OpenClaw Memory Fusion
PassAudited by ClawScan on May 10, 2026.
Overview
The skill is purpose-aligned for managing OpenClaw memory, but users should notice that it can persist, reorganize, and index workspace memory files when explicitly applied.
This appears safe to use for its stated purpose if you want a persistent OpenClaw memory-management system. Treat --apply commands as real changes to your OpenClaw workspace, review dry-run output first, and be mindful that auto-capture and semantic sync can make existing memory notes more durable and easier for future agents to reuse.
Findings (4)
Artifact-based informational review of SKILL.md, metadata, install specs, static scan signals, and capability signals. ClawScan does not execute the skill or run runtime probes.
If applied, the skill can change memory configuration and reorganize memory files in the OpenClaw workspace.
The skill documents local commands that can mutate OpenClaw memory configuration and workspace files. This is central to the stated purpose and is gated by explicit --apply examples rather than hidden automatic execution.

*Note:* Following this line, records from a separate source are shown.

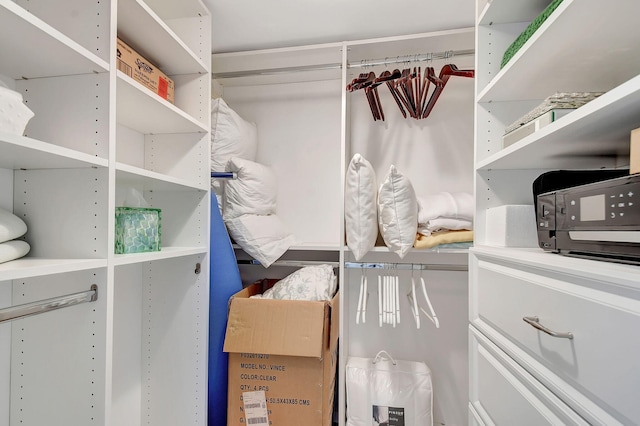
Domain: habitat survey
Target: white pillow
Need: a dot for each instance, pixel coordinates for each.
(255, 191)
(13, 250)
(397, 212)
(360, 204)
(263, 237)
(11, 226)
(309, 283)
(231, 136)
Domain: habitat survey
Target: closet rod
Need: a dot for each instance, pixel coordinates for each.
(293, 263)
(408, 266)
(42, 306)
(224, 175)
(401, 59)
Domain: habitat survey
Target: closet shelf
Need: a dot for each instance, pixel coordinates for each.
(284, 65)
(379, 249)
(165, 253)
(29, 267)
(21, 33)
(415, 44)
(596, 64)
(599, 131)
(19, 152)
(139, 25)
(140, 109)
(153, 181)
(612, 274)
(510, 11)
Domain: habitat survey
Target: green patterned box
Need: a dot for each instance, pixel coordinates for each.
(138, 230)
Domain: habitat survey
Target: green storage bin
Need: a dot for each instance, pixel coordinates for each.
(528, 32)
(138, 230)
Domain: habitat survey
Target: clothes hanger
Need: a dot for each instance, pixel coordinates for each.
(416, 308)
(363, 81)
(406, 94)
(388, 77)
(447, 71)
(380, 299)
(362, 299)
(439, 84)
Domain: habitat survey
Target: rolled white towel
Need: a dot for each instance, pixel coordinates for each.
(12, 250)
(456, 205)
(11, 226)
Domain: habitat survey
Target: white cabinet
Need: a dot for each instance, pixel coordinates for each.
(593, 373)
(137, 354)
(309, 127)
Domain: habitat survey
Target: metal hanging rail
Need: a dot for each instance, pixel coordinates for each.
(42, 306)
(401, 59)
(407, 266)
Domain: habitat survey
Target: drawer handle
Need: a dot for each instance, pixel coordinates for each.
(535, 322)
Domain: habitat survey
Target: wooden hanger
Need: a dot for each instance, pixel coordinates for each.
(389, 77)
(446, 72)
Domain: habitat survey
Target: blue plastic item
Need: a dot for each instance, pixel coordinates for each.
(224, 282)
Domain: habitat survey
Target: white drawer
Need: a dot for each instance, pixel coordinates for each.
(601, 361)
(503, 393)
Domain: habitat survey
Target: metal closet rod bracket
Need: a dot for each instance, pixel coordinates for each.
(46, 305)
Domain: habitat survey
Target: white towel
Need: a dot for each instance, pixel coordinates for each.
(456, 205)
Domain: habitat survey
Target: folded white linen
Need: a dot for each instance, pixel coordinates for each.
(457, 205)
(444, 223)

Apply installation and configure memory search: ```bash python3 ~/.agents/skills/openclaw-memory-fusion/scripts/openclaw_memory_fusion.py install --apply --provider local ```
Run doctor and dry-run commands first, review the planned changes, and rely on the documented rollback if the result is not what you intended.
Information captured into these files may influence later OpenClaw behavior and may preserve sensitive project details if those details are present in the source memory.
The skill intentionally creates persistent event memory and semantic retrieval files that may be reused in future agent context.
- event memory: `memory_fusion/events/*.jsonl` - semantic retrieval layer: `memory_fusion/semantic/*.md`
Only apply auto-capture or semantic sync after reviewing what will be captured, and periodically inspect or prune memory_fusion files if they include sensitive or outdated information.
Past notes may become easier for the agent to retrieve and reuse, including notes that were informal, stale, or sensitive.
Auto-capture can transform existing working memory and ops notes into structured events. This is disclosed and purpose-aligned, but it can make prior notes more durable and retrievable.
`auto-capture` extracts structured events from recent `memory/YYYY-MM-DD.md` and ops notes
Use the dry-run default first, review proposed captured events, and avoid applying auto-capture to memory that contains secrets or private material you do not want reused.
There is less reviewer certainty about the complete local script than there would be with full visible source.
The provided artifact dump contains only a truncated view of the runnable Python script. The visible code and static scan do not show suspicious behavior, but the manual review cannot fully inspect the entire script from the supplied text.
"content": "#!/usr/bin/env python3\nimport argparse...\n \n...[truncated]", "truncated": true
Before using --apply commands, inspect the installed script locally or obtain the full source from a trusted source.